Los expertos en plantas, confirman que esta yerba se emplea en el tratamiento de disfunciones como la impotencia, eyaculación precoz y problemas testiculares en los hombres. En las mujeres puede mejorar situaciones de frigidez y vaginismo .Pero donde más se nota su efecto, es en estados de agotamiento y depresiones.

Curarse de forma natural

Su nombre científico es Turnera diffusa, pero dependiendo del lugar, se le conoce con otros nombres. Hierba de venado o hierba de la pastora, oreganillo, pastorcita o té mejicano, son otros apelativos con los que se denomina esta planta. Crece en numerosos lugares del continente americano, en el Sureste de EE.UU. (Texas y California), Méjico y en el centro y el sur de América, pero su uso está muy extendido en Europa, de hecho en España se puede adquirir, en casi todos los herbolarios.

El ácido ascórbico que contienen sus hojas, es un nutriente rico en antioxidantes. Ascórbico deriva de la frase “no escorbuto” y el escorbuto es una enfermedad producida por la falta de vitamina “C”. Además, esta yerba proporciona minerales como el hierro, cromo, cobalto y zinc, necesarios en el funcionamiento de nuestro organismo.

La importancia de los taninos, la cafeína y la fibra

Los taninos, son sustancias orgánicas que está presentes en varios alimentos. El tipo de tanino que contiene la damiana, es de la misma clase que el que procede de la uva y tiene la capacidad de bloquear moléculas que producen daños en lo vasos sanguíneos, ayudando a que el corazón no realice esfuerzos añadidos y disminuyendo así la posibilidad de sufrir enfermedades de origen cardíaco.

Una pequeña dosis de cafeína, como la que aporta la damiana, tiene efectos beneficiosos. Mejora el funcionamiento del cerebro y el sistema nervioso central. Combate la apatía, el sueño y la sensación de cansancio, además es diurética. La fibra, no es un alimento, pero estudios clínicos han demostrado que su consumo, está relacionado con la prevención de enfermedades cancerígenas y cardiovasculares, además de sus conocidos efectos laxantes.

La depresión otoñal

La escasa cantidad de luz solar que caracteriza a esta estación, provoca síntomas depresivos en algunas personas. Los indicios de esta afección, son la carencia de vitalidad física y mental, la falta de apetencia sexual y el agotamiento y la incapacidad para concentrarse. Este el motivo por el que el consumo de damiana, experimenta un considerable aumento durante el otoño, ya que resulta de gran ayuda para superar esos estados anímicos.

Pero sus propiedades no acaban aquí. Desde que el médico inglés William Turner, las catalogó por primera vez en el siglo XVI, hasta nuestros días, números estudios científicos avalan su consumo. A tal efecto se pueden consultar obras como la Enciclopedia de Hierbas del doctor Kadans, escrita en 1997 y la Enciclopedia de las Plantas Medicinales, escrita en 1998 por el doctor Jorge Roger.

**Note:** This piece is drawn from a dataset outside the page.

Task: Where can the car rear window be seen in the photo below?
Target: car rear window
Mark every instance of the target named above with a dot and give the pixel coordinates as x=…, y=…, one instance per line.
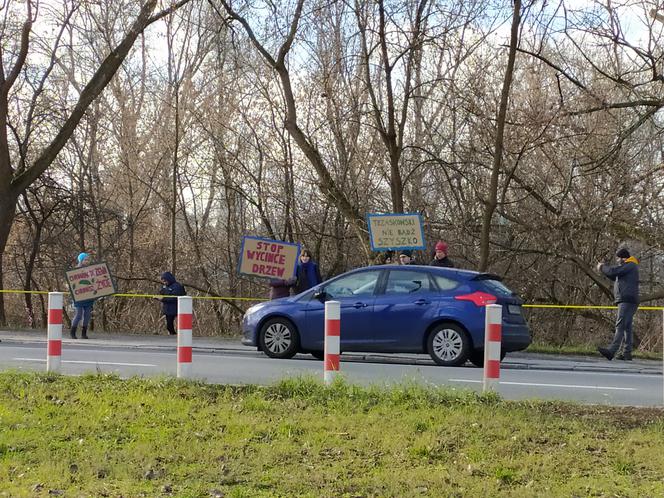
x=445, y=283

Si bien, sus infusiones están contraindicadas para mujeres embrazadas, lactantes y personas con problemas intestinales, la lista de beneficios se incrementa a medida que consultamos las obras literarias, antes citadas. Se le atribuyen, también, propiedades expectorantes y mejora de la micción. Su consumo se recomienda para solucionar problemas de bronquitis, cistitis y dolores de cabeza provocados por el estrés. Piedras en los riñones e infecciones renales, tos, gripe y asma, son dolencias que ayuda a mitigar. Por último, según los citados estudios, su utilización, mejora la cantidad y la calidad de espermatozoides en los hombres y en las mujeres regulariza su ciclo menstrual y excita la función ovárica. Todas estas propiedades, las podemos encontrar en el consumo de una planta que no produce adicción y que hallaremos en el mercado, a un precio muy asequible.

Corren tiempos difíciles de crisis. Los estados de estrés y ansiedad, están a la orden del día. El consumo de medicamentos que combaten estos síntomas se han disparado y los médicos han dado la voz de alarma. No conviene medicar, sin asesoramiento profesional, el uso indiscriminado de fármacos, hace que estos pierdan su capacidad curativa. Recurrir a la medicina natural, en los casos que non graves, parece una buena opción.